2012年02月13日

ライフ・イズ・デッド



著 : 古泉智浩

ライフ・イズ・デッド 全1巻

絵はシンプルで悪く言えば雑、良く言えば味。
物語の質には非常にマッチしており、
世界観はしっかりと完成されている感があります。

ゾンビ化する事が様々な感染症と同じ様に捉えられ、
その病状に1〜5のレベル分けがある。
主人公は登場時から既に感染しており、レベルは3。
※日常生活は問題なく行えるが、(恐らく)外出禁止や
定期健診(レベル測定)の義務があるといった状態。

そんな主人公の闘病生活や苦悩する家族、友人を中心に
健常者と感染者との関係が生々しく描かれています。
事態の深刻さやドラマチックな事件とは程遠く、
そこにある事実が誇張されずに
ゆっくりと進行していく様が実に興味深い。

実際に徐々に流行するゾンビ感染症が生まれた場合、
日本は本当にこんな反応と生活を送るんじゃないか。
どんなに深刻な事態が起こっても、
危機感は慣れによって失われていくものですよね。

数多くのゾンビ作品の中でも、この漫画が特に
持っているものが「身近な説得力」だと思います。
感染者は悲劇の主人公ではなく、一般的なダメ男。
(この主人公の描写に関しては
いろんな皮肉が込められている様に感じました。

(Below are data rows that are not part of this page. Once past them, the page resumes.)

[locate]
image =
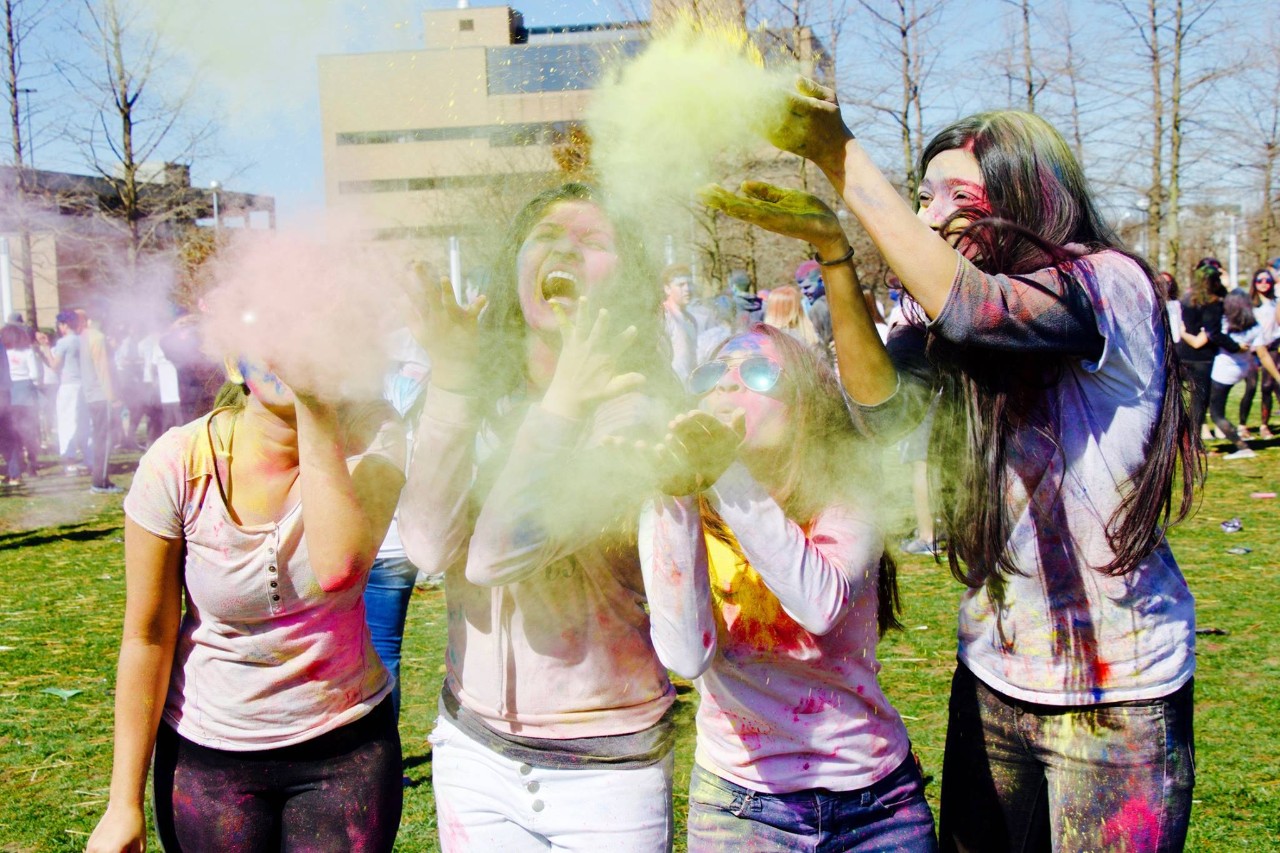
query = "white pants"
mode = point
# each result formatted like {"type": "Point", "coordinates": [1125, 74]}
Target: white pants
{"type": "Point", "coordinates": [68, 407]}
{"type": "Point", "coordinates": [488, 802]}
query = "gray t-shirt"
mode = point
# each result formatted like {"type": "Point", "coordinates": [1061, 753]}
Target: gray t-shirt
{"type": "Point", "coordinates": [68, 350]}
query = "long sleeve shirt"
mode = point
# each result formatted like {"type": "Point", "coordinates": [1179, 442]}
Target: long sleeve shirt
{"type": "Point", "coordinates": [547, 628]}
{"type": "Point", "coordinates": [1059, 632]}
{"type": "Point", "coordinates": [782, 643]}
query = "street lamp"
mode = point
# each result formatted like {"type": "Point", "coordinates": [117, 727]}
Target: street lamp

)

そして物事は、
なに一つ上手く進む事なく続いていく・・・

うーん、リアルだ。
ゾンビ化現象の淡々とした一場面を抜き出した様な。
物語の起伏は穏やかで、笑いも悲しみも暴力も
必要以上に大袈裟に感じる事はなく、
素直に受け止められます(慣れてしまった感で)

特筆すべき点は
ゾンビ化への進行具合が実にゆっくりで、
それゆえのモヤモヤとした苦悩が描かれている事。
性交渉での感染が描かれている事。
登場人物が一般的な「小物」である事。などなど。

映画化されたという事で、見るのが非常に楽しみです。
じわじわとくる面白さを伝えるのが難しいですが、
これは実に実写映像向きの作品だと思います。

いろんな場面で若者への皮肉が
やんわりと効いているのが良いですね。

いや、皮肉と言うより、これもリアリティかな。

(追記 2月16日)

本日、二度目の読了。
先日の読後感とはまた違った感想を持ちました。

この物語の主軸としてあるのは
「人間が、ある日を境にゾンビという化け物になる」
と、いう事。なんだろう。
友人や家族、恋人がただ死ぬのではなく、
自分達の生命を脅かすものに変貌してしまう。
これはゾンビを語る上で、
避けられない重要なテーマの一つでしょうね。

絵の雑さは二度目になると気にならず、
人物の表情はしっかりと感情を伝えてくれる。

一度目の感想で「皮肉」と書きましたが、
この作品にあるのは実に素直な家族愛と日常。
現実としてゾンビ化問題が起こった時の、
やるせなくも続いていく日常のリアリティでした。

うーん、じわじわと心に居座る作品だ。